Friday, June 20, 2014
Net Neutrality: 58% say government should not allow paid prioritization deals in new Consumer Reports survey
Consumers Union argues for open Internet in letter to House Judiciary Committee
WASHINGTON, D.C. — In a new, nationally representative survey by Consumer Reports on the FCC’s effort to rewrite net neutrality rules, 58 percent said the government should not allow Internet service providers to charge companies to deliver their content with greater priority than other companies. Only 16 percent agreed that the government should allow paid prioritization deals, and a quarter of the respondents had no opinion.
Consumers Union, the advocacy arm of Consumer Reports, shared the survey findings with members of the House Judiciary Committee in advance of a hearing today on net neutrality and antitrust law.
In a letter to House Judiciary members, Consumers Union said a regulatory framework is needed to achieve the goal of an Internet that is available to everyone on equal, nondiscriminatory terms, and the FCC should restore net neutrality rules that ensure an open, accessible Internet for everyone.
Consumer Reports conducted a nationally representative online survey of 1,000 U.S. households on their opinion of the FCC’s Open Internet rules in May 2014, weighted to ensure accurate and reliable representation of the total population 18 years and older.

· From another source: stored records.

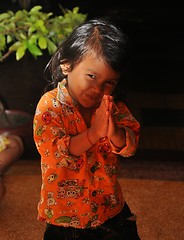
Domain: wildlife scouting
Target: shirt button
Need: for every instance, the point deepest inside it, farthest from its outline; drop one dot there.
(92, 169)
(94, 193)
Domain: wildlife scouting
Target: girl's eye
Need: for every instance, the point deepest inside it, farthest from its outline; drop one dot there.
(92, 76)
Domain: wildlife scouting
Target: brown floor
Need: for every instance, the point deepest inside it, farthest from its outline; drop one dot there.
(153, 190)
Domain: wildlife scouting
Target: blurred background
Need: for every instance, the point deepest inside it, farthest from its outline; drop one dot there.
(156, 77)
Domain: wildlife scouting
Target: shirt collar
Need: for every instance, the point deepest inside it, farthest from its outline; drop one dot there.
(63, 95)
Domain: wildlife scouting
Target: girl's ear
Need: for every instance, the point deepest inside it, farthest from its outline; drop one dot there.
(65, 68)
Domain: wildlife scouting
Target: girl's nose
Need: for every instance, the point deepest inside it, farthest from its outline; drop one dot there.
(97, 88)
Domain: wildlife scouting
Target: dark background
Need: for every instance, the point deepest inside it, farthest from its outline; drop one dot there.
(156, 36)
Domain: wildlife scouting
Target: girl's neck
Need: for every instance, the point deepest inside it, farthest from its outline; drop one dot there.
(86, 114)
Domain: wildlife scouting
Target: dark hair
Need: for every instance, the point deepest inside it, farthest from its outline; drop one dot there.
(98, 35)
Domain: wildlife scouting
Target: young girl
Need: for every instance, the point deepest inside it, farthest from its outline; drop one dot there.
(80, 129)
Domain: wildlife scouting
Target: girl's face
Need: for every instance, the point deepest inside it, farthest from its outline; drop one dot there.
(90, 80)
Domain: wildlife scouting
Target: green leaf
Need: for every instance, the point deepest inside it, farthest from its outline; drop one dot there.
(35, 9)
(42, 42)
(2, 42)
(15, 46)
(51, 46)
(34, 50)
(20, 52)
(4, 16)
(9, 39)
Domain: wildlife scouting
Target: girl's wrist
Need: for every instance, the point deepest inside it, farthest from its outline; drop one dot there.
(91, 136)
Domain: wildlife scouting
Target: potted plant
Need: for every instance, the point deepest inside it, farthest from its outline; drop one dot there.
(30, 36)
(35, 31)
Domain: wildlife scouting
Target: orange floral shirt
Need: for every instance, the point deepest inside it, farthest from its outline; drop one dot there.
(78, 191)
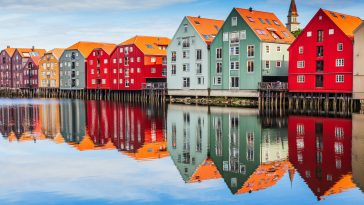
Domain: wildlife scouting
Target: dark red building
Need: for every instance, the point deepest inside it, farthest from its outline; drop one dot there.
(321, 58)
(320, 150)
(18, 66)
(30, 73)
(138, 62)
(98, 74)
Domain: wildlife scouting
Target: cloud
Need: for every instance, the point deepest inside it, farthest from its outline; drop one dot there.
(85, 5)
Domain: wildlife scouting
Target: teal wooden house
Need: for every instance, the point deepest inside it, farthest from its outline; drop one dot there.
(251, 47)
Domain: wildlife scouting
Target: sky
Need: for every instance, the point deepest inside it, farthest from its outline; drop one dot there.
(59, 24)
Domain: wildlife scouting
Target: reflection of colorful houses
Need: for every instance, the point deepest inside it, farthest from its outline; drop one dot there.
(245, 152)
(188, 142)
(320, 150)
(357, 155)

Below is the full text of Consumers Union’s letter to the House Judiciary Committee:
June 19, 2014
The Honorable Spencer Bachus, Chairman
The Honorable Hank Johnson, Ranking Member
Subcommittee on Regulatory Reform,
Commercial and Antitrust Law
Committee on the Judiciary
U.S. House of Representatives
Washington, DC 20515
Dear Chairman Bachus and Congressman Johnson:
As strong supporters of both net neutrality and the antitrust laws, Consumers Union, the advocacy and policy arm of Consumer Reports, appreciates the Subcommittee’s holding a hearing to bring further attention to the issue of how best to advance the goal of net neutrality.

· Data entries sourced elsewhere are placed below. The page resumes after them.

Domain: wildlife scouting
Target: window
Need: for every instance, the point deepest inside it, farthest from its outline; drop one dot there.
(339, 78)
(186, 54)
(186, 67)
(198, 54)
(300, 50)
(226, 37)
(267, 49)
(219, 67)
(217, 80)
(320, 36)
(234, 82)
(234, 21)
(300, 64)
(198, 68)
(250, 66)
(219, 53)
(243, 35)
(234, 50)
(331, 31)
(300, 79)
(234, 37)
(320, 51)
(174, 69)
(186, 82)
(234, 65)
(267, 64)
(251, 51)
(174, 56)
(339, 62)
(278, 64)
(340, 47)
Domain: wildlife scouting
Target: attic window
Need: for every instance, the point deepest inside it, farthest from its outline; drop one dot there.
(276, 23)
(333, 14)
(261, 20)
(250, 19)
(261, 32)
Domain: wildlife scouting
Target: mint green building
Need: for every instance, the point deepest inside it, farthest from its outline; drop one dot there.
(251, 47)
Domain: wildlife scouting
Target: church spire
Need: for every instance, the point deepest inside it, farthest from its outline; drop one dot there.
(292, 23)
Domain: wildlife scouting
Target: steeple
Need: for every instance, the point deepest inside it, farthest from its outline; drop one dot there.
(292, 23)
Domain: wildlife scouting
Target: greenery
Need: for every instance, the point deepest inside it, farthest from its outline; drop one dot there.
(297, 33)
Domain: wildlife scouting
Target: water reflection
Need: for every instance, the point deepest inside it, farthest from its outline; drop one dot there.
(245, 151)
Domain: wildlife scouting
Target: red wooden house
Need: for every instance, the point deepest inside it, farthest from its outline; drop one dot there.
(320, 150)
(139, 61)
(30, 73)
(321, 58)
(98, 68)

With the Internet becoming ever-more central to American life, it is essential that we not devolve into a two-tiered society where some get special preference over others. And consumers agree. In a recent national Consumer Reports survey, 58 percent were opposed to allowing Internet service providers to charge extra for preferential treatment. Only 16 percent of those surveyed thought this was a good idea.
Consumers Union has been very engaged in working with the Federal Communications Commission over the years to ensure that net neutrality is the law of the land. We were deeply disappointed when the court overturned the FCC’s net neutrality rules, and have been working ever since to convince the FCC to restore the rules by using Title II authority to reclassify the Internet as a public utility. We have also asked the FCC and the Justice Department to investigate the recent Comcast-Netflix deal involving Netflix paying for faster access to Comcast customers, to determine its impact on net neutrality and competition.
As the Subcommittee considers the role the antitrust laws can play in advancing the goals of net neutrality, we hope you will bear in mind that the antitrust laws address specific kinds of harmful marketplace conduct – agreements in restraint of trade, monopolization and attempts to monopolize, and mergers that may substantially lessen competition. However, there are other kinds of harmful marketplace conduct that the antitrust laws do not reach.
Net neutrality is one area where the antitrust laws cannot be counted on to provide the complete solution. An Internet service provider raising prices on targeted content providers or on targeted consumers may or may not be violating the antitrust laws. But even if that conduct is not violating the antitrust laws, it is harming consumers, and it needs to be prohibited. That is why we support the Federal Communications Commission’s vigorous use of its broader public interest authority in this area.
The principle of net neutrality reflects an overriding policy judgment that the benefits of the Internet, for consumers and for the overall economy, are best achieved if the Internet is available to everyone on equal, nondiscriminatory terms. We need a regulatory framework that promises to achieve that goal. The antitrust laws are not inconsistent with that goal, and can also help promote it, but they are not by themselves sufficient to fully achieve it.
We need the FCC to restore network neutrality rules that will ensure an open and accessible Internet for everyone.